So it's been two days since the Chatty crew rolled into Bishop, CA and we have been making the most of Spring Break '10. I came here with a list of 8 problems:
1. The Mandala
2. The Buttermilker
3. The Swarm
5. Stained Glass
7. Xavier's Roof
8. Haroun and the Sea of Stories
and after two climbing days I have been able to tick the Buttermilker (v13) and flash the Mandala. I have little to say about the Buttermilker - it's a hard powerful boulder and I was extremely happy to climb it. Instead I would like to focus attention on the Mandala.
Recently this boulder has been getting a lot of attention. The start in particular has been drawing a lot of controversy. Should the boulder start on the two edges and move into the undercling left hand as the first ascentionist (Sharma) started? Or should it start left hand on the high edge and right hand already in the undercling? In this case though I think the answer (starting left hand on the high edge and right in the undercling) is obvious for several reasons:
1. The undercling is lower on the wall than one of the original start holds - it seems self explanatory. Simply starting with the right hand lower on the wall doesn't seem to pose any major problems. It does cut out 1 move, however, and I suppose this is what people have problems with. Would it be legitimate then to start right hand in the undercling, left on the lower edge, pull on and move left to the high edge before continuing the climb?

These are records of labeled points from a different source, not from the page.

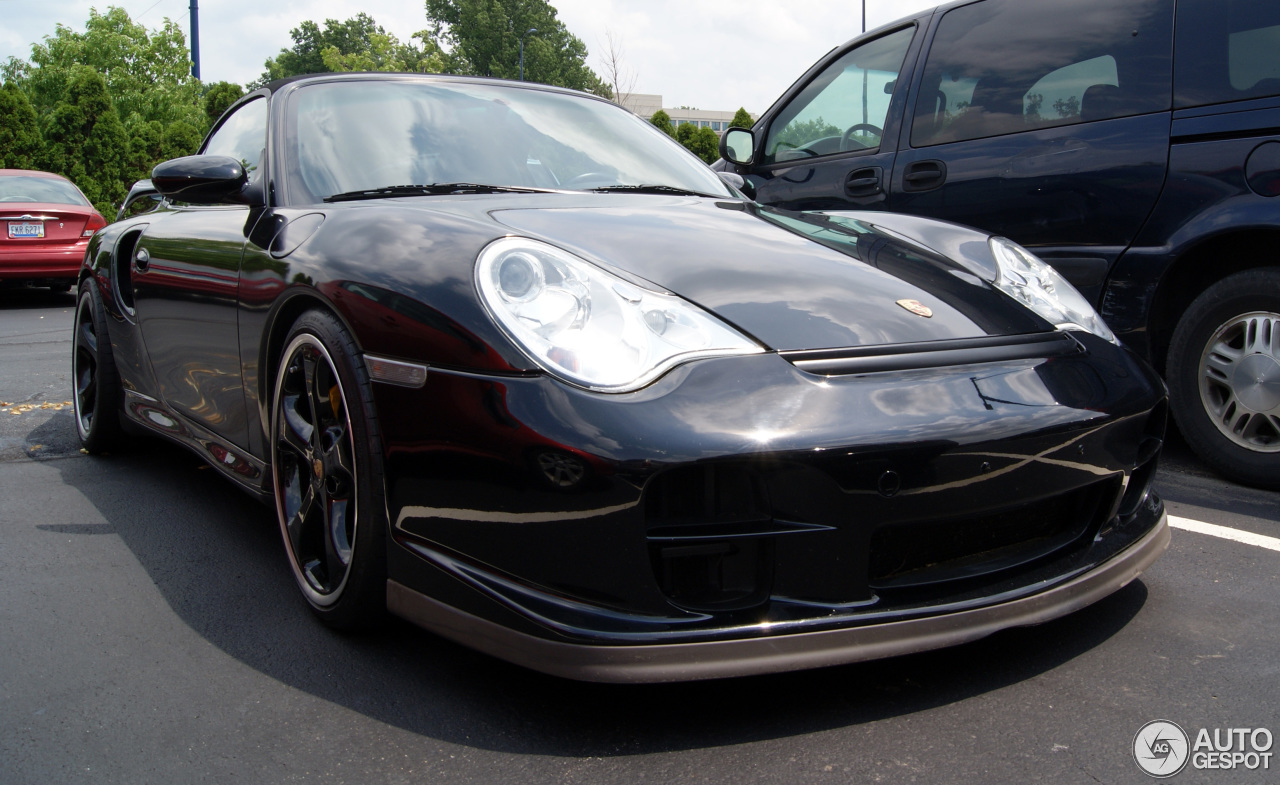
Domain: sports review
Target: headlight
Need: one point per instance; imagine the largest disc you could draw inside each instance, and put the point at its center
(589, 327)
(1041, 288)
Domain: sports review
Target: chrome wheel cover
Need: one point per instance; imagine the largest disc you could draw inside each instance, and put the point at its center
(1239, 380)
(314, 470)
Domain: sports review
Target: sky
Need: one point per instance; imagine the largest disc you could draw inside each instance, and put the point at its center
(707, 54)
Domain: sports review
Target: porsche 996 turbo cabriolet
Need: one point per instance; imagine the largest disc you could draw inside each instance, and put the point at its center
(513, 365)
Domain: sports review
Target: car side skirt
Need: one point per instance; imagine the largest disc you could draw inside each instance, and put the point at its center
(768, 655)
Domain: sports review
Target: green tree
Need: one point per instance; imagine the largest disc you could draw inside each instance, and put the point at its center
(152, 142)
(86, 141)
(357, 44)
(21, 144)
(705, 145)
(147, 74)
(685, 133)
(219, 97)
(483, 37)
(662, 121)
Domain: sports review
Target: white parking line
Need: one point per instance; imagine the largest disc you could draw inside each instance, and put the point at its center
(1225, 533)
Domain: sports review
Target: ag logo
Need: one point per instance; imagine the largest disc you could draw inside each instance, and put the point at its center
(1160, 748)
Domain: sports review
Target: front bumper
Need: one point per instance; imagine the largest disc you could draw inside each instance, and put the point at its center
(767, 652)
(745, 500)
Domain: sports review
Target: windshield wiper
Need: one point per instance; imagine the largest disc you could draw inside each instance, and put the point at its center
(648, 188)
(432, 190)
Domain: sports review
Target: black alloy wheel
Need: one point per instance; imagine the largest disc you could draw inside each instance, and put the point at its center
(99, 396)
(327, 473)
(1224, 377)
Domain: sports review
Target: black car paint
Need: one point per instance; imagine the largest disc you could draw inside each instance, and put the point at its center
(1141, 213)
(830, 460)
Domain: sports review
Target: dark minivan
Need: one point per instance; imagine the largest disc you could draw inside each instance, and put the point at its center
(1132, 144)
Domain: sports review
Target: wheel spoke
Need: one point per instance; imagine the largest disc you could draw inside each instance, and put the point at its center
(1220, 363)
(85, 336)
(337, 542)
(296, 432)
(338, 457)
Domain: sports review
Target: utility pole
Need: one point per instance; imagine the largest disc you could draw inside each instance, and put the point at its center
(531, 30)
(195, 39)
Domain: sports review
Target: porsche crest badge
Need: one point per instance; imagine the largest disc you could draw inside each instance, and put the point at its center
(917, 307)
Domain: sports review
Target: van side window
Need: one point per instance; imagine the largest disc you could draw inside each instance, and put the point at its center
(844, 109)
(1010, 65)
(1228, 50)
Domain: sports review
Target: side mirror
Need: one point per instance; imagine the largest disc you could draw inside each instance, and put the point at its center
(737, 146)
(201, 179)
(739, 182)
(142, 197)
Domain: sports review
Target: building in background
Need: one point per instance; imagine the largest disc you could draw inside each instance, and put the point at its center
(647, 104)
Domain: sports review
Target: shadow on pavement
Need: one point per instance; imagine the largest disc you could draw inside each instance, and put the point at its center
(13, 299)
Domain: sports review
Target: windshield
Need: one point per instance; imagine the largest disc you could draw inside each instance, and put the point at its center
(26, 188)
(369, 135)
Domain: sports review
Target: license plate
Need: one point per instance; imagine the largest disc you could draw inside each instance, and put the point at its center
(36, 229)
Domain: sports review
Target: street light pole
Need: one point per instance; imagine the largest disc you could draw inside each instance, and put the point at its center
(531, 30)
(195, 39)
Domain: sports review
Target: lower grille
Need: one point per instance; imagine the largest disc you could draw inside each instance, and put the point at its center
(938, 551)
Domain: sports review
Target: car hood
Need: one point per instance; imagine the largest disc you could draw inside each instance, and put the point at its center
(791, 281)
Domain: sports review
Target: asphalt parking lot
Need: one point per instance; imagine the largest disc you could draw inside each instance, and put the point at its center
(151, 634)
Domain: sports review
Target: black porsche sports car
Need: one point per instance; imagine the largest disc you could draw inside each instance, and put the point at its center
(513, 365)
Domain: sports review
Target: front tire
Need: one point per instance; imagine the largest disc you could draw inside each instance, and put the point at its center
(97, 395)
(327, 474)
(1224, 377)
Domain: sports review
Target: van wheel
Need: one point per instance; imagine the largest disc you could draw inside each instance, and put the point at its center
(1224, 377)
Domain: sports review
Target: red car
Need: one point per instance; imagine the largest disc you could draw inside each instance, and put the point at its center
(46, 223)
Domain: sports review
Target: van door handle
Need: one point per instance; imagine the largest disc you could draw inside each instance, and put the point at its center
(924, 176)
(864, 182)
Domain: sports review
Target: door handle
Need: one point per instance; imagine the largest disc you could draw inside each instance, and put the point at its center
(924, 176)
(864, 182)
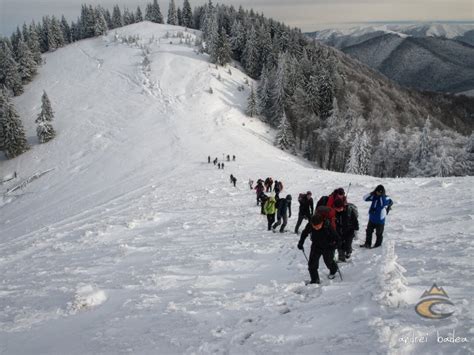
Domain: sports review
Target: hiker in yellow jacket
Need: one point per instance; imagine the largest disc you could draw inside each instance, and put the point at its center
(270, 209)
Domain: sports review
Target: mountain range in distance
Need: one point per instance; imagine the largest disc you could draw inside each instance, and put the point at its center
(426, 56)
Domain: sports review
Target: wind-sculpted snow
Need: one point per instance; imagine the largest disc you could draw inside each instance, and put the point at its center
(135, 244)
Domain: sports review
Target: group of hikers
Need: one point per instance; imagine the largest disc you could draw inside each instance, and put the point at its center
(332, 224)
(220, 165)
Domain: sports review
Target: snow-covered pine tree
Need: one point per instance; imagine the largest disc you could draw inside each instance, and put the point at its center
(128, 17)
(223, 48)
(325, 94)
(237, 39)
(153, 13)
(34, 45)
(100, 26)
(179, 16)
(285, 139)
(9, 71)
(277, 109)
(13, 140)
(252, 109)
(55, 35)
(444, 164)
(108, 18)
(172, 15)
(264, 45)
(45, 130)
(138, 15)
(359, 158)
(117, 19)
(420, 161)
(187, 14)
(26, 63)
(250, 53)
(66, 30)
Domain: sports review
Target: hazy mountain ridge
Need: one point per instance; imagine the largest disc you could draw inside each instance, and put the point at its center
(414, 58)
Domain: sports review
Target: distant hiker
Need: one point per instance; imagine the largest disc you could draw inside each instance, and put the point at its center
(328, 213)
(283, 206)
(268, 184)
(306, 208)
(379, 209)
(259, 189)
(263, 199)
(329, 200)
(323, 243)
(338, 193)
(277, 188)
(346, 224)
(270, 210)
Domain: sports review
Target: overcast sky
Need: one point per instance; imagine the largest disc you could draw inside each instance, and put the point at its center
(305, 14)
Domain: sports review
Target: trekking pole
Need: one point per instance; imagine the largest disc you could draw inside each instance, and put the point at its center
(348, 188)
(339, 271)
(305, 255)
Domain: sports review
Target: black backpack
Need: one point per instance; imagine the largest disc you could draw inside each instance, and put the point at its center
(323, 201)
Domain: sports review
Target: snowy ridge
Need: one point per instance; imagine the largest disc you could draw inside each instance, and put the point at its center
(134, 243)
(444, 30)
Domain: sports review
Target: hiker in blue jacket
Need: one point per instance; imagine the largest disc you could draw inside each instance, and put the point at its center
(379, 209)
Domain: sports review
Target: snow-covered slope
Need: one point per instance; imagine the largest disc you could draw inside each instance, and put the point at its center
(133, 243)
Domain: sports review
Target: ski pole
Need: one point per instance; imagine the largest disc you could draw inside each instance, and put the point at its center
(340, 274)
(305, 255)
(348, 188)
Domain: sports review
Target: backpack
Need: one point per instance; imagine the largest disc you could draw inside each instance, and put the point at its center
(323, 201)
(301, 197)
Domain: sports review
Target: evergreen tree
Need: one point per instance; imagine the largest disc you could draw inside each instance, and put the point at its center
(100, 26)
(45, 130)
(172, 15)
(179, 17)
(250, 54)
(223, 48)
(117, 19)
(55, 35)
(187, 14)
(444, 164)
(66, 30)
(43, 31)
(128, 17)
(237, 39)
(9, 71)
(34, 44)
(26, 63)
(108, 18)
(87, 22)
(252, 109)
(212, 38)
(278, 92)
(359, 158)
(420, 162)
(285, 139)
(153, 13)
(138, 15)
(12, 137)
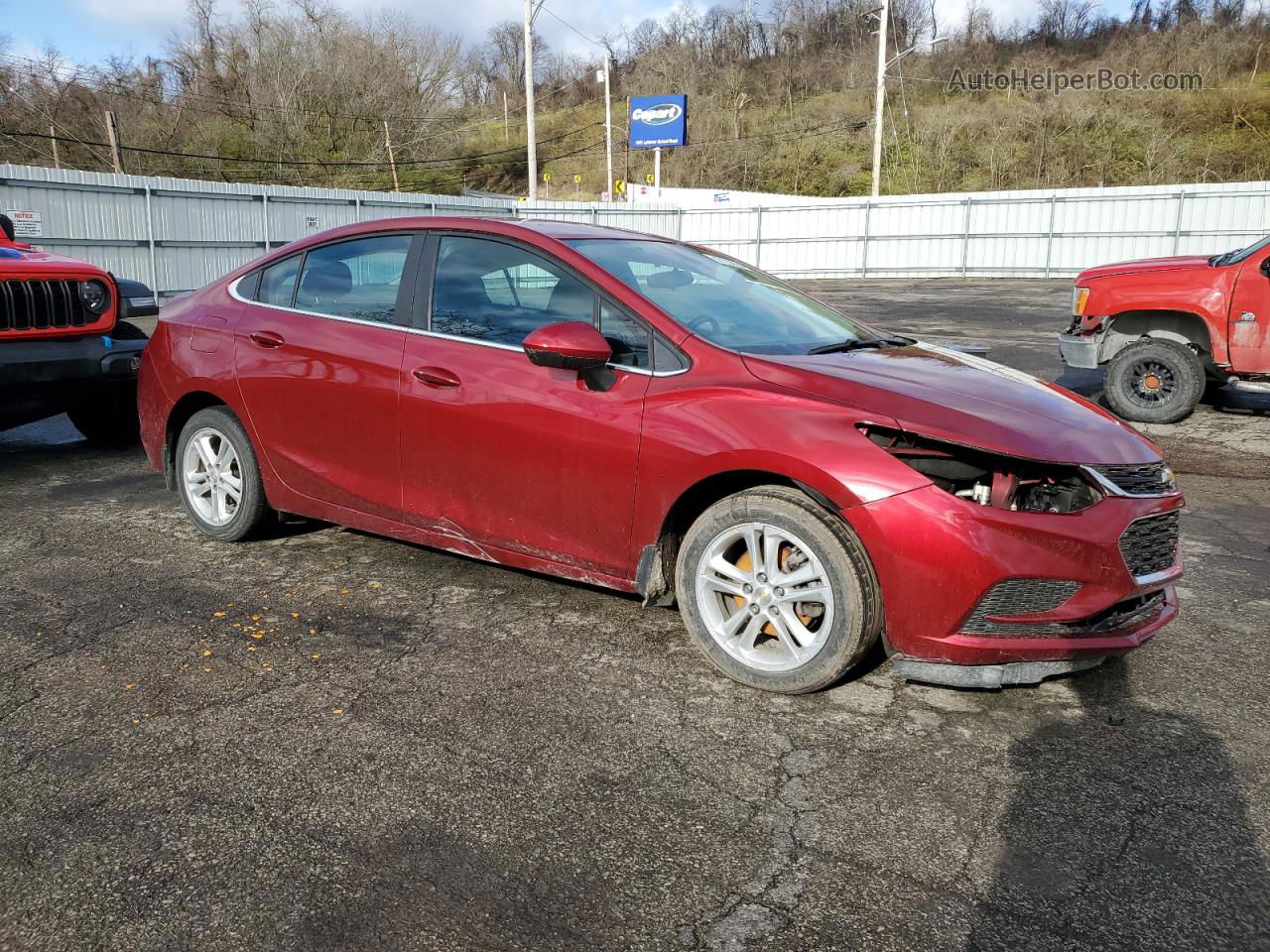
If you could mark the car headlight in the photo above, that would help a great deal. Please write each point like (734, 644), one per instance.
(1080, 298)
(95, 296)
(989, 479)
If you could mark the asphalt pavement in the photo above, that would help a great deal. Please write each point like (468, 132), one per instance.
(327, 740)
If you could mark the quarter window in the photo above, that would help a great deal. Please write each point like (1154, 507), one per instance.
(278, 284)
(627, 336)
(357, 278)
(498, 293)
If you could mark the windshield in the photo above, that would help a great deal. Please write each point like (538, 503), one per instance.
(722, 301)
(1239, 254)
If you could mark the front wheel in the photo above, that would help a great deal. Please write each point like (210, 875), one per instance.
(778, 593)
(218, 477)
(1155, 381)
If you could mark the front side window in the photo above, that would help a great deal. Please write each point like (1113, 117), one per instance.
(499, 294)
(720, 299)
(356, 278)
(1239, 254)
(278, 284)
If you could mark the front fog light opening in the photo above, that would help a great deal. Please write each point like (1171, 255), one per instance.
(989, 479)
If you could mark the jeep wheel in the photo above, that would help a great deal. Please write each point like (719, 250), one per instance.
(217, 476)
(1155, 381)
(778, 593)
(109, 417)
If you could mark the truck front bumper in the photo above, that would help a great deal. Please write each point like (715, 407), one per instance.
(1079, 349)
(63, 361)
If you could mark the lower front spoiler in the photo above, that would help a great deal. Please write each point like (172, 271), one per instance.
(989, 675)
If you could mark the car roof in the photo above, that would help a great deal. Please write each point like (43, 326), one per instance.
(572, 230)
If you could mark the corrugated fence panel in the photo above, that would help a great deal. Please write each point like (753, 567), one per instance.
(181, 234)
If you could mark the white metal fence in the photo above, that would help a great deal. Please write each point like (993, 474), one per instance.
(181, 234)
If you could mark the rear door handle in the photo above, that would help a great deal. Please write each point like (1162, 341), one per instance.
(436, 377)
(267, 339)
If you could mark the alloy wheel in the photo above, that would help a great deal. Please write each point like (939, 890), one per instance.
(212, 476)
(765, 597)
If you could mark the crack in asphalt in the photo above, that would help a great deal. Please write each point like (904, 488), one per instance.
(761, 907)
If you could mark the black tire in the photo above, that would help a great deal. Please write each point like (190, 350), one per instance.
(109, 416)
(857, 610)
(252, 508)
(1155, 381)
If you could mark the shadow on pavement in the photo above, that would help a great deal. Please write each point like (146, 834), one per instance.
(1128, 830)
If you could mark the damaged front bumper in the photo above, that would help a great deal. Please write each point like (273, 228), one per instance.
(1079, 350)
(1011, 593)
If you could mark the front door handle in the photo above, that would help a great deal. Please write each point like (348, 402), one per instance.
(267, 339)
(436, 377)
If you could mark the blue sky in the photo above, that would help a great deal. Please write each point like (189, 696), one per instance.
(89, 31)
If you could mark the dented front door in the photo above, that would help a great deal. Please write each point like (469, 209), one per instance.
(1250, 317)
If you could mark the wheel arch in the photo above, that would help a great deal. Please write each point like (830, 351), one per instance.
(1185, 327)
(178, 416)
(654, 574)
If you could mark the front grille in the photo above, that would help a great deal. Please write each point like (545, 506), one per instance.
(1119, 616)
(1146, 480)
(1019, 597)
(42, 304)
(1150, 544)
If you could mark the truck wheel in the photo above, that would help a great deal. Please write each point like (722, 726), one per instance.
(1155, 381)
(109, 417)
(778, 593)
(217, 476)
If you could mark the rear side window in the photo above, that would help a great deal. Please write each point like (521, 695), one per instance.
(278, 284)
(357, 278)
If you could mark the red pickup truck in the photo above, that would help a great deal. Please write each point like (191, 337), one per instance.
(1167, 326)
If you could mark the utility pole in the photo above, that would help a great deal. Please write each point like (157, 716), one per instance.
(880, 94)
(388, 143)
(608, 134)
(531, 146)
(113, 134)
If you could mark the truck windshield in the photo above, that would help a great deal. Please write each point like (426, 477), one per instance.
(1239, 254)
(722, 299)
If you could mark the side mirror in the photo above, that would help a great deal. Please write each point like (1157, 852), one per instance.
(568, 345)
(136, 299)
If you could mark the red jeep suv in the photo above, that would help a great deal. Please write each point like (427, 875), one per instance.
(645, 416)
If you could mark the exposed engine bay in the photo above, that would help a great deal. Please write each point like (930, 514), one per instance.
(988, 479)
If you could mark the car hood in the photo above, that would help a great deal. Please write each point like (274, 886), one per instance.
(964, 400)
(1144, 266)
(19, 261)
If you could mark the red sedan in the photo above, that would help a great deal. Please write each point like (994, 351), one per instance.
(656, 417)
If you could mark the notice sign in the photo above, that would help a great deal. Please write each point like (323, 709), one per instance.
(27, 225)
(658, 122)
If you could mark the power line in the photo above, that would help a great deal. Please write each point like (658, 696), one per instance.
(561, 19)
(299, 162)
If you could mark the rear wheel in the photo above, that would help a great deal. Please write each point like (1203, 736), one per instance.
(778, 593)
(1155, 381)
(218, 477)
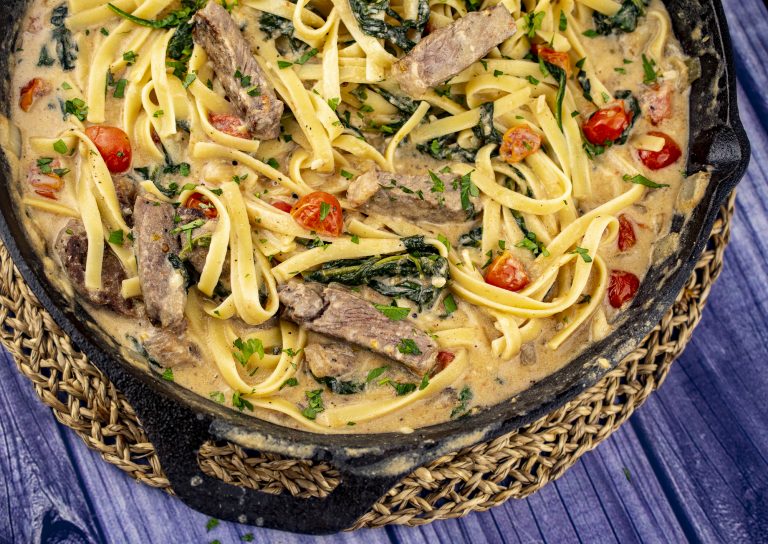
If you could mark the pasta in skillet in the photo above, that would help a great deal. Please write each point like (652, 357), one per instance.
(352, 216)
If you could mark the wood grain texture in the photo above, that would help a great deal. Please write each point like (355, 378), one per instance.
(691, 465)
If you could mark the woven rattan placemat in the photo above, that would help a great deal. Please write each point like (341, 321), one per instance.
(474, 479)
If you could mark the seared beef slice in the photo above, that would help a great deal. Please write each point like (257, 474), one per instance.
(451, 49)
(411, 197)
(157, 250)
(72, 250)
(339, 312)
(229, 52)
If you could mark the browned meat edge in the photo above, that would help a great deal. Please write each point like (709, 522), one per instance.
(72, 249)
(336, 311)
(412, 197)
(229, 52)
(451, 49)
(162, 284)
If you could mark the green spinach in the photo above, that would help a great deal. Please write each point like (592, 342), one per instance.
(412, 275)
(624, 21)
(369, 15)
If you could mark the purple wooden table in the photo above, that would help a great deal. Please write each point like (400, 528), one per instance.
(690, 465)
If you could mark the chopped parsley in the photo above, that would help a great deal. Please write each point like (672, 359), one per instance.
(306, 56)
(464, 397)
(424, 382)
(240, 403)
(76, 107)
(375, 373)
(408, 347)
(314, 404)
(246, 350)
(639, 179)
(650, 74)
(584, 253)
(449, 303)
(60, 147)
(117, 237)
(468, 189)
(532, 22)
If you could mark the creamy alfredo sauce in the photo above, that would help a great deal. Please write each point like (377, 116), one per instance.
(647, 62)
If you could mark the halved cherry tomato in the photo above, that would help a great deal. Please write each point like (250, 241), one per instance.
(114, 146)
(622, 287)
(35, 88)
(319, 212)
(507, 272)
(230, 124)
(656, 160)
(46, 185)
(658, 103)
(519, 143)
(553, 57)
(627, 238)
(444, 358)
(607, 125)
(283, 206)
(196, 201)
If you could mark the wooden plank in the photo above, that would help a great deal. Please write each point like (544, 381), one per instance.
(40, 493)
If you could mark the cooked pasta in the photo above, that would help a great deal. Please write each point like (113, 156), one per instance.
(347, 216)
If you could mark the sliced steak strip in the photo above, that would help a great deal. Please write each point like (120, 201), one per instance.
(72, 249)
(162, 283)
(339, 312)
(330, 360)
(451, 49)
(410, 197)
(229, 52)
(199, 237)
(172, 347)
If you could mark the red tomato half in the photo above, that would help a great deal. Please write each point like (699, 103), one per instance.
(656, 160)
(283, 206)
(196, 201)
(319, 212)
(607, 125)
(627, 238)
(553, 57)
(114, 146)
(507, 272)
(622, 287)
(230, 124)
(35, 88)
(519, 143)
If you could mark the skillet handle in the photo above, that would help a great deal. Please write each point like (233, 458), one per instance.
(178, 433)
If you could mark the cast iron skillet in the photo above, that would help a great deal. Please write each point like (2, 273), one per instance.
(178, 422)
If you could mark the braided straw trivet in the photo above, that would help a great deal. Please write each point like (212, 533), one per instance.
(474, 479)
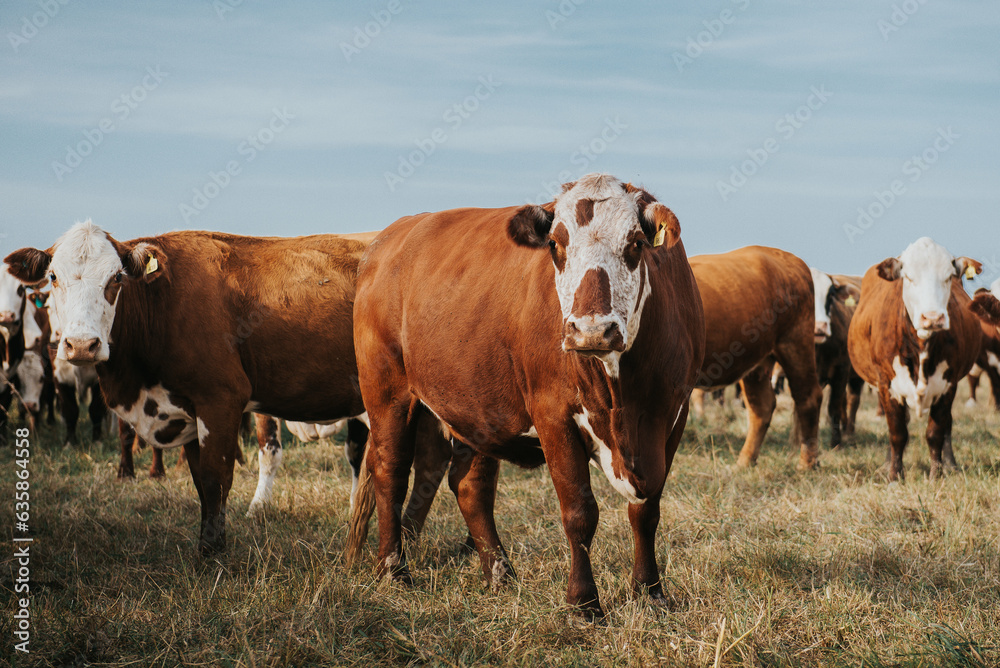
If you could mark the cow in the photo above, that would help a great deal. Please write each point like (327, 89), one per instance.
(836, 300)
(988, 361)
(35, 370)
(563, 334)
(72, 384)
(758, 305)
(187, 330)
(914, 338)
(12, 305)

2. The boulder should be climbed in the easiest most direct manner possible - there is no questioning the beauty or purity of the Mandala; it is one of the most recognizable boulders in North America. To question something as trivial as beta on this amazing bloc seems to contrive the boulder. In my opinion this is an affront to the pure nature of the boulder and of climbing itself.
3. The undercling is such an obvious feature - it's not always the case that the first ascentionist climbs a boulder in the easiest, most obvious way possible. Boulders often experience a period of grade deflation after the first ascent (think Graham boulder in RMNP). This is in no way a bad thing. It simply shows that refined beta and its exposure (on the internet and over time) makes climbs easier than first perceived.
I would also like to discuss the grade of the boulder. The Mandala has been in the v12 range for a number of years but I don't think it belongs. The Mandala is a perfect example of a beautiful boulder that receives a lightly inflated grade as a result of its beauty. The Shield (v12) at Little Rock City is another example. Taking into account simply the difficulty of the movement, I think the Mandala (as well as the Shield) deserves a grade more in line with v11.
That being said, this boulder is an amazing testpiece and one of the most beautiful boulders I've ever climbed. I am psyched to climb on some of the other amazing boulders in Bishop. Tommorrow Jimmy and I are going out to try the Swarm. Wish us luck!